Сидя на скамейке в индианаполисском Уоррен-парке, мы беседовали. Служащая отеля согласилась присмотреть за ребенком. Взошла полная луна, посеребрив скамейки и кусты, которые теперь окружали нас, точно привидения. В стекле фонаря была трещина, внутри бился мотылек, пока не сгорел. Луна светила очень ярко, но все же и этого света мне было мало – казалось, что-то во мне готово разорваться. Удары сердца отзывались болью, дышалось тяжело, я с трудом переводил дыхание. По краям дорожек в полной неподвижности на высоких стеблях застыли цветы, в безмолвном неистовстве устремив навстречу лунному свету широко распахнутые белые лепестки, и не было силы, способной заставить их шелохнуться. То тут, то там с громким щелчком лопалась почка. Что-то зашуршало в урне, потом снова стало тихо. Короткие тени деревьев на блеклом, пожухлом газоне выглядели точно следы лесного пожара. Изнутри во мне тоже разгорался какой-то жар, хотя воздух был скорее прохладным. Вдалеке сквозь искусственные посадки лириодендронов и пальм маячил шпиль отеля «Холидей-Инн» со звездой.
– Знаешь, я заметил, что в Америке у меня восстанавливаются впечатления детства, – сказал я. – Ко мне возвращаются все тогдашние страхи, все мечтания, а я-то думал, они безвозвратно канули в прошлое. Снова, как в детстве, мне представляется иногда, что в один прекрасный день весь мир может лопнуть и под его оболочкой обнаружится что-то совсем другое – пасть исполинского чудовища, например. Сегодня, когда мы ехали, я снова всерьез мечтал о том, как хорошо иметь семимильные сапоги – тогда не пришлось бы тратить время на преодоление расстояний. Мысль о том, что где-то в другом месте все по-другому и что в этом месте нельзя очутиться сразу, сию же секунду, – эта мысль снова, как и в детстве, приводит меня почти что в бешенство. Но только тогда я при этой мысли впадал в восторженное одурение, а теперь сужу об этом здраво, сравниваю, начинаю учиться. Теперь мне и в голову не придет мудрить над всеми этими загадками, смешно пытаться их разгадать. Я просто стараюсь их высказать, чтобы не чувствовать себя одиноким, отторгнутым, как тогда. Веду себя непринужденно, разговариваю много, часто смеюсь и мечтаю стать толстяком, чтобы животом дверь открывать. И радуюсь, что мало-помалу перестаю сам себе мозолить глаза.
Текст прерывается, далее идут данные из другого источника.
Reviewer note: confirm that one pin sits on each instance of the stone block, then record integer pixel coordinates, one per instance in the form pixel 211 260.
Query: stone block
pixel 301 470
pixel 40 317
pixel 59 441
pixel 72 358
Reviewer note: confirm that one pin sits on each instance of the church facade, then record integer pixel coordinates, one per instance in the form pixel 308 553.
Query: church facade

– Вот и Зеленый Генрих тоже не хотел мудрить, – вдруг прервала меня Клэр. – Жил себе и жил, старался ни во что не вмешиваться и только наблюдал, как сменяются впечатления, как одно событие вытекает из другого, а из того следующее, все своим чередом. Он только следил за развитием событий, а сам не встревал – вот и получалось, что и люди проходили через его жизнь как бы мимо, кружились вокруг него, будто в хороводе, а он и не думал никого вызывать из круга. Он ничего не хотел истолковывать: как-нибудь одно из другого само образуется. И ты, по-моему, такой же. Словно весь свет должен вокруг тебя танцевать. Смотришь на все как на представление – лишь бы, упаси Бог, тебя не впутали. Ты ведешь себя так, словно весь мир –
Я вспомнил про Юдит и ужаснулся, от стыда меня бросило в жар, я даже встал и принялся прохаживаться в дорожке лунного света.
– Совершенно верно, – сказал я немного погодя беззаботным, непринужденным тоном, точно подыгрывая ей. – Стоит мне что-то увидеть, воспринять, я первым делом думаю: «Ага, вот оно! Вот этого у меня еще не было!» – а потом сразу отбрасываю. Или вдруг происходит событие и я оказываюсь в центре, я участник; но мне достаточно осознать, что происходит, и я выбываю из игры, не пережив события до конца, давая ему пройти мимо. «Вот оно, значит, как», – думаю я и жду нового события.
– А все-таки этот Зеленый Генрих совсем не такой противный, хотя его и хочется ткнуть носом на каждом шагу, – продолжала Клэр тоже игриво, в тон мне. – Он бежит от переживаний не из трусости и не из робости, он просто боится, как бы это переживание не оказалось чужим, предназначенным не для него, а для другого; он боится вмешиваться в события, чтобы люди его не оттолкнули, как постоянно отталкивали в детстве.
– Но кто же он, как не трус, в таком случае? – возразил я.